The left and right side of the brain are involved in different tasks. This functional lateralization and associated brain asymmetry are well documented in humans, but little is known about brain asymmetry in our closest living relatives, the great apes. Using endocasts (imprints of the brain on cranial bones), scientists now challenge the long-held notion that the human pattern of brain asymmetry is unique. They found the same asymmetry pattern in chimpanzees, gorillas, and orangutans. However, humans were the most variable in this pattern. This suggests that lateralized, uniquely human cognitive abilities, such as language, evolved by adapting a presumably ancestral asymmetry pattern.

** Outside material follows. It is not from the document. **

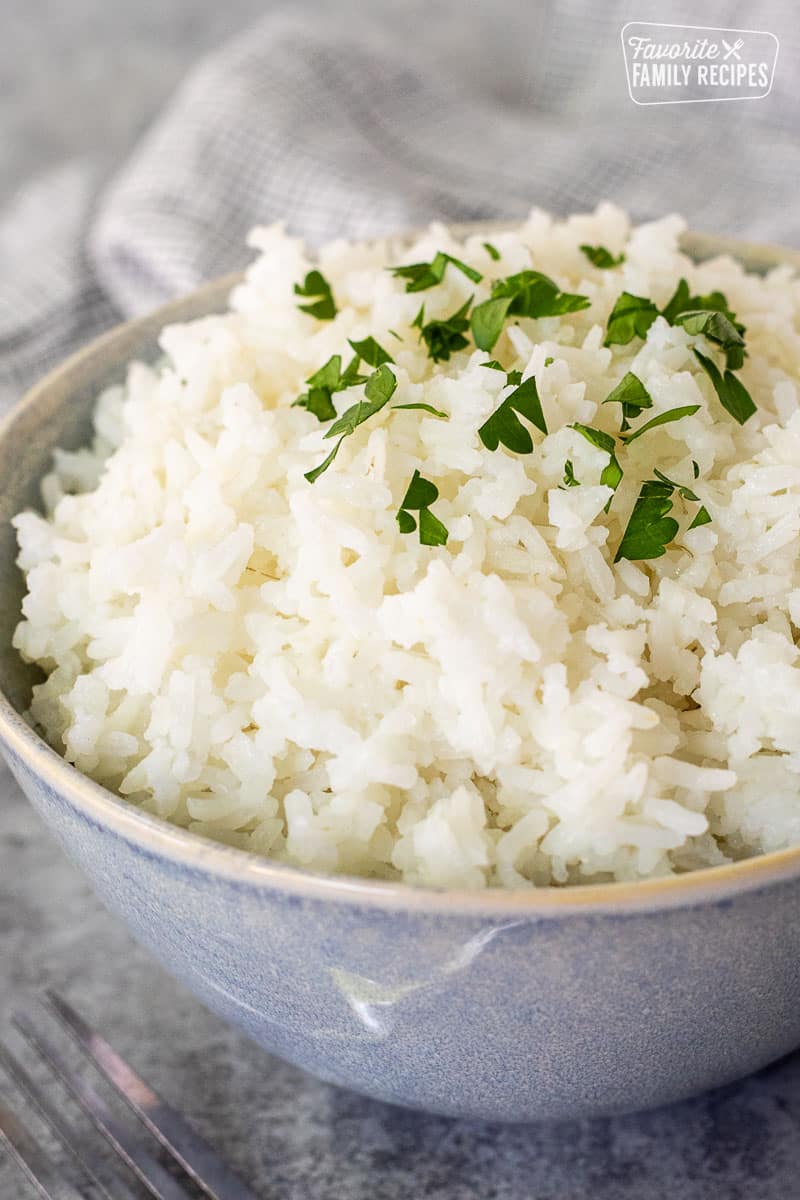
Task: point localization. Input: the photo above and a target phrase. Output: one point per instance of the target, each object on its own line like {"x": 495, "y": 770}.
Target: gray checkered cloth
{"x": 360, "y": 119}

The left and right side of our brain are specialized for some cognitive abilities. For example, in humans, language is processed predominantly in the left hemisphere, and the right hand is controlled by the motor cortex in the left hemisphere. The functional lateralization is reflected by morphological asymmetry of the brain. Left and right hemisphere differ subtly in brain anatomy, the distribution of nerve cells, their connectivity and neurochemistry. Asymmetries of outer brain shape are even visible on endocasts. Most humans have a combination of a more projecting left occipital lobe (located in the back of the brain) with a more projecting right frontal lobe. Brain asymmetry is commonly interpreted as crucial for human brain function and cognition because it reflects functional lateralization. However, comparative studies among primates are rare and it is not known which aspects of brain asymmetry are really uniquely human. Based on previously available data, scientists assumed that many aspects of brain asymmetry evolved only recently, after the split between the human lineage from the lineage of our closest living relatives, the chimpanzees.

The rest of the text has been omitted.